Where are the Women? A Search for the Sacred Feminine in Contemporary India, by Swati Chopra

In my experience, almost all women leading spiritually-oriented lives become engaged in social service of some kind of another in response to an inner calling to relieve the suffering of others. For instance, the nuns of Sri Sarada Mission.

The Sarada Mission is an independent sister organization of the Sri Ramakrishna Mission and takes its name from Ma Sarada, also known as the Holy Mother, who was Sri Ramakrishna Paramahansa’s wife and a realized spiritual master in her own right. Managed by the nuns themselves, the Sarada Mission provides women the opportunity to lead spiritually oriented lives which includes education, scriptural knowledge, and active involvement in social service. In this, the Mission carries forward the legacy of Sister Nivedita, the Englishwoman who followed in Swami Vivekananda’s footsteps in making spirituality practical through her pioneering work in women’s education, her social activism, and her participation in the movement for India’s independence from the British in early 20th century.

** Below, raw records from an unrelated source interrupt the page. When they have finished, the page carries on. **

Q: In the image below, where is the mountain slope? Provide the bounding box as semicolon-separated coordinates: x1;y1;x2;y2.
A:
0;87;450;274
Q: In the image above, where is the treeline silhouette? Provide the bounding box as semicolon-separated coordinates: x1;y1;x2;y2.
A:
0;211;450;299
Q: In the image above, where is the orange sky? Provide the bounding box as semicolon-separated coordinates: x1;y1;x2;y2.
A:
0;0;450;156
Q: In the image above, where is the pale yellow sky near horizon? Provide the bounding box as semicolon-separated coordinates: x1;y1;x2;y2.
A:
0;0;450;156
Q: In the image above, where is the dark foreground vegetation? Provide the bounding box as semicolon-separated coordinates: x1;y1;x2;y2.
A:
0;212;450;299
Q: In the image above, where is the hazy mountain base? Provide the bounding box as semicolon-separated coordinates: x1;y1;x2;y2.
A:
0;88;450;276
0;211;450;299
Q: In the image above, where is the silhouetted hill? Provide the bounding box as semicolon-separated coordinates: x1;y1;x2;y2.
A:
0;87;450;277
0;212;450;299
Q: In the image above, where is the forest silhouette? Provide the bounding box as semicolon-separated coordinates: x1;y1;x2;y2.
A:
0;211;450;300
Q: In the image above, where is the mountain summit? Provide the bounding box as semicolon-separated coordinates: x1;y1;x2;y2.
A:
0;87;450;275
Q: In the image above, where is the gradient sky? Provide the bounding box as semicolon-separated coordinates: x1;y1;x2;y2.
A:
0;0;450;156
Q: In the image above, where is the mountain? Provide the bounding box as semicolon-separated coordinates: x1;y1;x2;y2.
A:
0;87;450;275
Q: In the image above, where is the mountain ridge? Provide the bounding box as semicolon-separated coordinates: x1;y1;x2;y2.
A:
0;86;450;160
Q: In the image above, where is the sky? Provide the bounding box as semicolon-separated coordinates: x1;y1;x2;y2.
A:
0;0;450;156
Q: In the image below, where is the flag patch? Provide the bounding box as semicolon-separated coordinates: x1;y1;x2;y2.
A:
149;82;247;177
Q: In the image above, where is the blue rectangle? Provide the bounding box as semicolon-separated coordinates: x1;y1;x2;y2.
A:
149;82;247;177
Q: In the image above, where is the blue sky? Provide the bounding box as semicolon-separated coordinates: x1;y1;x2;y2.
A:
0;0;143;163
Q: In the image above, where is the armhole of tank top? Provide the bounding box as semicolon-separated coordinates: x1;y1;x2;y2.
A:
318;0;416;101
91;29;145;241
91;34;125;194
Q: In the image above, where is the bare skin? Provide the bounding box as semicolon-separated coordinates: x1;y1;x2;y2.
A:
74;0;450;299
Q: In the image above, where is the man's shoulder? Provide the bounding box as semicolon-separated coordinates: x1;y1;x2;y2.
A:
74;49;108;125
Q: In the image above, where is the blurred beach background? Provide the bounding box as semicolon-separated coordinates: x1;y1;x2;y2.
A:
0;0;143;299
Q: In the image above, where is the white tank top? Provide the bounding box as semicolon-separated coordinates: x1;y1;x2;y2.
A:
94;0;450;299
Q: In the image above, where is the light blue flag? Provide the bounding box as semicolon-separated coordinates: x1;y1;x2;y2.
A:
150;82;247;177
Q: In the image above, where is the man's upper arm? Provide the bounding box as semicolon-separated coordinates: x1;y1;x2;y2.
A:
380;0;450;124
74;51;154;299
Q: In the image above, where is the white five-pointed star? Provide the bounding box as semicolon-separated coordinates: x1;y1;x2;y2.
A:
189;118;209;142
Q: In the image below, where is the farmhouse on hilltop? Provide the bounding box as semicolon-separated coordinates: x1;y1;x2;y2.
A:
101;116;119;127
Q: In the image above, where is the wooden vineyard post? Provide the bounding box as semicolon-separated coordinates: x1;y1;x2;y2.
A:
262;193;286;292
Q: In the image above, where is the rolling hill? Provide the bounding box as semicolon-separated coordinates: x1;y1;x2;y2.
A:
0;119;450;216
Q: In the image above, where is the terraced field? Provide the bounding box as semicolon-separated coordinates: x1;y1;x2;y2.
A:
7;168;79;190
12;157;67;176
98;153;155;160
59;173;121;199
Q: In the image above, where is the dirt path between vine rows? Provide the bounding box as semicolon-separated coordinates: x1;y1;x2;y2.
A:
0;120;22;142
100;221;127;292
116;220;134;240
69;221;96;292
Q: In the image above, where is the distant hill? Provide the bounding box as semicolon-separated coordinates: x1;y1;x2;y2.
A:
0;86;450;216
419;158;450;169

These women bring spiritual insights and values to bear upon the problems of the world. Insights such as interconnectedness, compassion, dissolution of the ego-self and so on, can become powerful agents of change if applied appropriately in the social sphere. Also known as ‘engaged spirituality’, it calls for a widening of the sphere of spiritual practice, that spirituality needn’t remain confined to cloisters and ashrams but spread out into the world and find creative and contemplative ways of dealing with its issues.

This is a space of innovation, and I will speak of the work of two women who have taken on this challenge in our times.

Mae Chee Sansanee Sthirasuta, a prominent woman spiritual leader of Thailand, started a centre some years ago to teach meditation. The suffering she witnessed among people who came for the courses inspired her to do more. Several projects were born out of this inner call, which have included working with abused women and children, taking care not only of their physical needs but their spiritual well-being as well, and attempting to transform their pain into love. Realizing that it was not enough to help the victims because they were not the only ones who suffered in a conflict situation, Mae Chee began visiting prisons to help inmates become aware of their innate goodness and act from a place of service and love in order to “break the cycle of violence,” in her words.

Another spiritual innovator is the American ‘engaged Buddhist’ Joanna Macy, who has used the teachings of Buddhism to foster a new kind of environmental activism—one that is attuned with and based on the interconnected nature of reality. She is an eco-philosopher and has created a ground-breaking theoretical framework for personal and social change, as well as a powerful workshop methodology for its application. Her wide-ranging work addresses psychological and spiritual issues of the nuclear age, the cultivation of ecological awareness, and the fruitful resonance between Buddhist thought and contemporary science. Many thousands of people around the world have participated in her workshops and trainings. Her work helps people transform despair and apathy, in the face of overwhelming social and ecological crises, into constructive, collaborative action. It brings a new way of seeing the world, as our larger living body, freeing us from the assumptions and attitudes that now threaten the continuity of life on Earth.

Empowerment: In the Asian context, because they have been otherwise so repressed, women’s spirituality carries an additional patina of social revolution. Women spiritual masters, poets and yoginis have been harbingers of change—by walking the path of inner revolution, they have broken through walls of prejudice and widened the possibilities available to all women.

Also, when we speak of women’s empowerment today, we tend to emphasize its need in social, political and economic spheres—in the workplace, in social systems, in marriages and family situations. But what about inner empowerment, born in the individual’s being, which comes of self-knowledge and freedom from ignorance? It can be argued that external liberation is of little use without inner freedom. It is imperative then, to distil a contemporary paradigm for women’s empowerment based on this inner spiritual aspect, through the examples of women who are walking on the difficult path of spiritual heroism and have risen beyond their social and economic contexts to achieve liberation of self, mind and being.